Nos registos do Parlamento sobre o então deputado socialista eleito por Castelo Branco surgia uma licenciatura em Engenharia Civil, apesar de o actual primeiro-ministro já ter afirmado que apenas terminou a licenciatura em 1996, o que coincidiu com o exercício de funções de secretário de Estado adjunto do Ministério do Ambiente.

Nesse ano de 1993, o registo académico de José Sócrates incluía apenas um bacharelato em Engenharia pelo Instituto Superior de Engenharia Civil de Coimbra, que foi concluído no fim da década de 1970.

Desde então, José Sócrates frequentou o Instituto Superior de Engenharia de Lisboa e a Universidade Independente, tendo obtido aí o diploma em Setembro de 1996."

Em http://www.publico.clix.pt/shownews.asp?id=1290799&idCanal=34
 
"Distinção entre vida privada e responsabilidade pública

Francisco Louçã: Sócrates deve esclarecer se favoreceu ou foi favorecido pela Independente
10.04.2007 - 17h50 Lusa


O coordenador da comissão política do Bloco de Esquerda, Francisco Louçã, defendeu hoje que o primeiro-ministro, José Sócrates, deve esclarecer publicamente se favoreceu ou foi favorecido por alguma universidade privada.
"O que é importante e indispensável saber é se o primeiro-ministro em algum momento favoreceu uma universidade ou se a universidade em causa o favoreceu a ele em algum momento da sua vida. O favorecimento não poderia nunca ser aceitável e sobre isso deve haver explicações", afirmou Francisco Louçã, em declarações aos jornalistas, na sede do BE, em Lisboa.

Louçã, que foi o primeiro líder partidário a prestar declarações sobre a polémica em torno do currículo de José Sócrates, foi cauteloso nas afirmações e disse "fazer a distinção" entre a vida privada e a responsabilidade pública.

Primeiro-ministro e fecho da Independente

O deputado argumentou que falou agora sobre o assunto porque a questão "se misturou" com o encerramento compulsivo da Universidade Independente, anunciado ontem pelo ministro do Ensino Superior, Mariano Gago, numa conferência de imprensa em que também se pronunciou sobre o currículo académico do primeiro-ministro.

"No contexto do debate sobre a Universidade Independente tem sido muito discutida a evolução do curso do primeiro-ministro [na Universidade Independente]. (...) Há uma questão maior, que é saber da relação entre empresas e interesses privados e responsáveis públicos.
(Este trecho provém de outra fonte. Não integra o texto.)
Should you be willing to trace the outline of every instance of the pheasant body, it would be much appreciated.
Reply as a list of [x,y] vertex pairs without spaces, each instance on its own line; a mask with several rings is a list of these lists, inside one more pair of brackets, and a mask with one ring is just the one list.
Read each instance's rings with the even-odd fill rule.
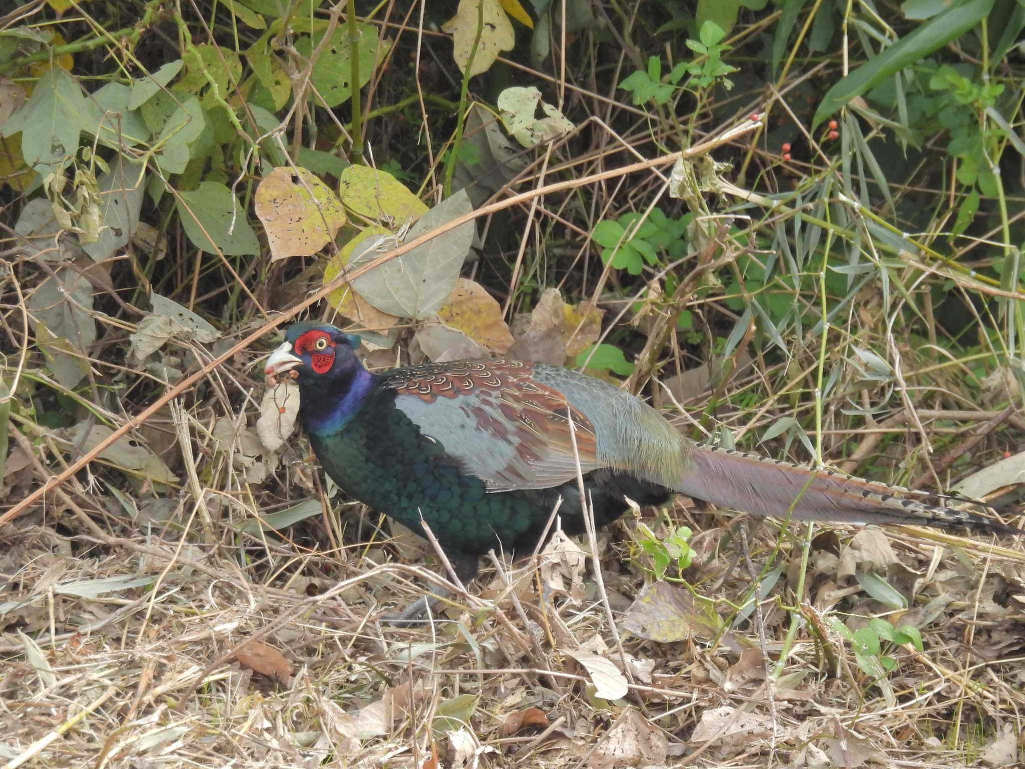
[[1010,529],[899,489],[694,444],[604,381],[521,361],[459,361],[372,374],[358,338],[296,324],[266,372],[297,371],[300,414],[325,472],[413,531],[426,522],[460,578],[492,548],[531,552],[562,497],[583,530],[577,469],[596,524],[676,492],[758,516]]

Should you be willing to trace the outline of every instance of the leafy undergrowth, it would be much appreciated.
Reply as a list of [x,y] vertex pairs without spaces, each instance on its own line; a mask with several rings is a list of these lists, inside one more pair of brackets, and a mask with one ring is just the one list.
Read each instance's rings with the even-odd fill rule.
[[685,5],[4,11],[0,762],[1017,761],[1019,540],[678,499],[399,629],[445,569],[264,380],[326,319],[1016,520],[1021,3]]

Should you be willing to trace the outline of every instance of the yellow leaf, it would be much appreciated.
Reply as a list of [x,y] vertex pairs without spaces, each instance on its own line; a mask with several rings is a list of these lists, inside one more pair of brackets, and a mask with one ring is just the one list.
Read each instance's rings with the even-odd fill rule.
[[53,8],[54,12],[57,14],[57,18],[63,16],[71,7],[70,0],[46,0],[46,4]]
[[32,184],[32,169],[22,159],[22,132],[0,137],[0,179],[15,192],[25,192]]
[[508,13],[512,18],[518,21],[520,24],[526,25],[528,29],[534,29],[534,19],[530,17],[530,13],[523,9],[520,5],[520,0],[498,0],[505,12]]
[[338,197],[353,213],[402,225],[427,212],[427,206],[387,171],[351,165],[338,179]]
[[[478,10],[482,4],[483,26],[478,24],[482,21]],[[452,18],[442,25],[442,31],[452,33],[452,55],[463,72],[469,63],[469,53],[477,41],[479,27],[481,35],[474,53],[474,64],[469,69],[470,75],[487,72],[498,58],[499,51],[512,50],[516,44],[512,23],[502,10],[499,0],[459,0],[459,8]]]
[[578,306],[563,305],[563,315],[566,327],[563,339],[566,341],[566,355],[576,358],[580,353],[598,341],[602,334],[602,316],[604,310],[599,310],[589,301],[581,301]]
[[305,168],[271,171],[256,188],[255,209],[272,260],[315,254],[345,224],[341,201]]
[[[336,256],[332,257],[327,262],[327,267],[324,268],[324,285],[327,285],[338,277],[338,273],[348,264],[348,259],[358,245],[365,243],[368,238],[377,238],[381,235],[391,235],[391,233],[383,227],[369,227],[348,241],[344,248]],[[397,316],[382,313],[360,296],[359,292],[348,283],[343,283],[339,288],[329,293],[327,300],[331,307],[338,311],[339,315],[356,321],[366,329],[386,331],[399,322]]]
[[512,334],[502,320],[498,302],[484,286],[466,278],[456,282],[438,310],[438,319],[494,353],[504,353],[512,345]]

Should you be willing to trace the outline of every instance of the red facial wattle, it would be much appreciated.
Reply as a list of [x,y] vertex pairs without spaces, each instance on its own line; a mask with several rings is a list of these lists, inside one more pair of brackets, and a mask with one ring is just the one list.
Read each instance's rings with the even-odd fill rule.
[[334,365],[334,339],[320,330],[306,331],[295,340],[295,354],[310,354],[310,366],[315,373],[326,374]]

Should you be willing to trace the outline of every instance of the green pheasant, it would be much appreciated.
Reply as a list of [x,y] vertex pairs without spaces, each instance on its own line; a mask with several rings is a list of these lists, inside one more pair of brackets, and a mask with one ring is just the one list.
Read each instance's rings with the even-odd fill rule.
[[334,326],[299,323],[265,371],[295,372],[334,482],[413,531],[422,516],[463,581],[492,548],[532,552],[560,497],[563,529],[583,531],[577,457],[598,526],[624,497],[683,493],[756,516],[1018,533],[903,489],[694,443],[630,394],[568,369],[480,360],[371,373],[358,348]]

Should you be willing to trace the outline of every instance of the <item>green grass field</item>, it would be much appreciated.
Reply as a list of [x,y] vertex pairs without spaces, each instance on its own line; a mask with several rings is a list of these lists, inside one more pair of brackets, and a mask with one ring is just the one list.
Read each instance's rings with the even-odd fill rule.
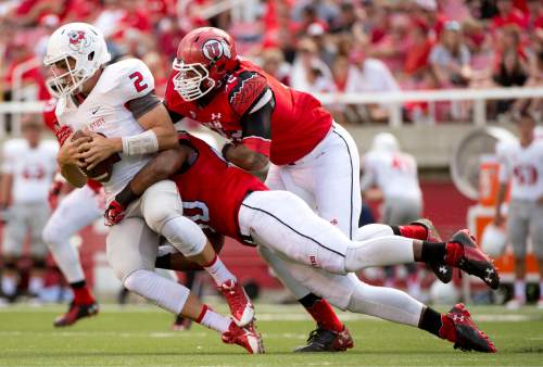
[[[61,306],[0,308],[1,366],[375,366],[543,365],[543,311],[470,307],[497,354],[463,353],[426,332],[342,314],[355,347],[346,353],[293,354],[312,322],[298,306],[257,307],[265,355],[245,355],[200,326],[171,331],[173,317],[151,305],[102,306],[98,317],[53,329]],[[225,309],[220,309],[225,311]],[[442,309],[443,311],[443,309]]]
Essa é a primeira questão e é por ela que se deve começar", defendeu Francisco Louçã.

Em relação a outros aspectos, como "saber se foi dez ou 17 valores, se faltava às aulas ou se não faltava", Louçã considerou que "não interessa, não é relevante, não é politicamente significativo".
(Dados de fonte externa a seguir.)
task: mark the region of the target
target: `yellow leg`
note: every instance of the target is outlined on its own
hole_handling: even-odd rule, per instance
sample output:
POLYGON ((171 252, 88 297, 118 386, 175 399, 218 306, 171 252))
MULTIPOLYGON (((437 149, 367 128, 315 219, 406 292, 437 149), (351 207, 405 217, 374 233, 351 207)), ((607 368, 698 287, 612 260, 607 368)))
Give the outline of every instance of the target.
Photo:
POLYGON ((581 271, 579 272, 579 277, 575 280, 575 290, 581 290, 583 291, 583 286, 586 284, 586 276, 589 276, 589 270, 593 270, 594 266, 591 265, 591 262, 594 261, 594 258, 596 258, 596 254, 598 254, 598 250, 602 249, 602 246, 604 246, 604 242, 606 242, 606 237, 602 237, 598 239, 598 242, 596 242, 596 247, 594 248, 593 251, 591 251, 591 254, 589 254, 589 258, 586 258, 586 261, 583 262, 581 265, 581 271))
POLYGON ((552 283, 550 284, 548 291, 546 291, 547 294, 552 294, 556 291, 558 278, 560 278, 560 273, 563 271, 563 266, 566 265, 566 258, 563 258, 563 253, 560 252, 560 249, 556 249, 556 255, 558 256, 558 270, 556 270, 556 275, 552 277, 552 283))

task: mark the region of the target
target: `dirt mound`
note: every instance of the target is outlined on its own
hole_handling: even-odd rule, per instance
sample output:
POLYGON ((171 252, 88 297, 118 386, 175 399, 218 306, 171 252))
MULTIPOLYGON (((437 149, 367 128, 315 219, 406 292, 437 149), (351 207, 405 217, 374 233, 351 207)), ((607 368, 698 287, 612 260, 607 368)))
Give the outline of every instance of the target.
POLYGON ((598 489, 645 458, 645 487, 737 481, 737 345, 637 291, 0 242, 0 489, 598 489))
"Teria sido bom" que Sócrates tivesse esclarecido assunto há mais tempo

No entanto, Francisco Louçã defendeu também que "teria sido bom" que José Sócrates tivesse esclarecido o assunto há mais tempo.
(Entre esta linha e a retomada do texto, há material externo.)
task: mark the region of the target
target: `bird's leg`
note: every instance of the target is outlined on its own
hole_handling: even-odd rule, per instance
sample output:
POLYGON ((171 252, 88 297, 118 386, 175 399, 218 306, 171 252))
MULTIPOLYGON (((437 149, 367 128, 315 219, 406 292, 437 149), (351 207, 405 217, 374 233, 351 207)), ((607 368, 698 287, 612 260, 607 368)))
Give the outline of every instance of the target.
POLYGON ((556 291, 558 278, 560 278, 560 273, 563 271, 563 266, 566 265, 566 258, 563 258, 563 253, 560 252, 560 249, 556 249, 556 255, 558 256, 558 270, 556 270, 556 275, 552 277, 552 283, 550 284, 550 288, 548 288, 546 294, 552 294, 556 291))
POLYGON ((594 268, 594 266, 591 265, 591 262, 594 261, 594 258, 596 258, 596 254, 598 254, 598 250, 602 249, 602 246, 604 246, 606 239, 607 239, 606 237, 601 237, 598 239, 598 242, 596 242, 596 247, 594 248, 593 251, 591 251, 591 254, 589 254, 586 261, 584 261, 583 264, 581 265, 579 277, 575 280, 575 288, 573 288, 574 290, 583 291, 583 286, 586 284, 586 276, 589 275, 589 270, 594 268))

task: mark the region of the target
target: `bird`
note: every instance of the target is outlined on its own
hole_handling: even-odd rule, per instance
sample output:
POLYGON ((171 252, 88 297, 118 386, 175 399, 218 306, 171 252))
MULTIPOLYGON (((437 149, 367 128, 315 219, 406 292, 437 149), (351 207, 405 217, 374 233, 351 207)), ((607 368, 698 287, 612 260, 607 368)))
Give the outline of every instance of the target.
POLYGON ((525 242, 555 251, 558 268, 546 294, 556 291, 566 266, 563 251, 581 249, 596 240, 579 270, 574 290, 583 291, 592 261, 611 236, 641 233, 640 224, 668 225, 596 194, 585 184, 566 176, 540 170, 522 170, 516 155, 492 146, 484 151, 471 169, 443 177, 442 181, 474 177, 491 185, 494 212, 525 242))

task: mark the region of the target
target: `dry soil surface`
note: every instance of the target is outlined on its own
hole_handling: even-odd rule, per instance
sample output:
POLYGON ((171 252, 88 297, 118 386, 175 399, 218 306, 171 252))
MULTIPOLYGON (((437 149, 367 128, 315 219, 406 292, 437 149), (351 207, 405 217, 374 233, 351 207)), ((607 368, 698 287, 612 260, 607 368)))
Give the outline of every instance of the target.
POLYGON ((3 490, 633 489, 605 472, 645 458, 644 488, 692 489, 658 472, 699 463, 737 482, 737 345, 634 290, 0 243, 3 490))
Questionado sobre o facto, hoje conhecido, de José Sócrates surgir na Biografia dos Deputados da Assembleia da República como licenciado em Engenharia Civil em 1993, um diploma que apenas obteve em 1996 na Universidade Independente, Francisco Louçã disse apenas esperar que "seja esclarecido".

"Eu não estava na Assembleia da República nesse momento, não tenho nenhum conhecimento senão indirecto, enfim, espero que seja esclarecido", disse o líder do BE.

Fecho da Independente: "O Governo fez bem"

Sobre o encerramento da Universidade Independente anunciado pelo ministro do Ensino Superior por degradação pedagógica da instituição, Francisco Louçã defendeu que "o Governo fez bem".

Louçã desafiou o ministro da tutela para que faça uma auditoria sobre "as universidades privadas e sobre o desenvolvimento de tantos cursos desnecessários, desorganizados e improcedentes".

"A clareza sobre o ensino superior é o que deve ser exigido neste momento ao Governo", afirmou ainda o coordenador da comissão política do BE."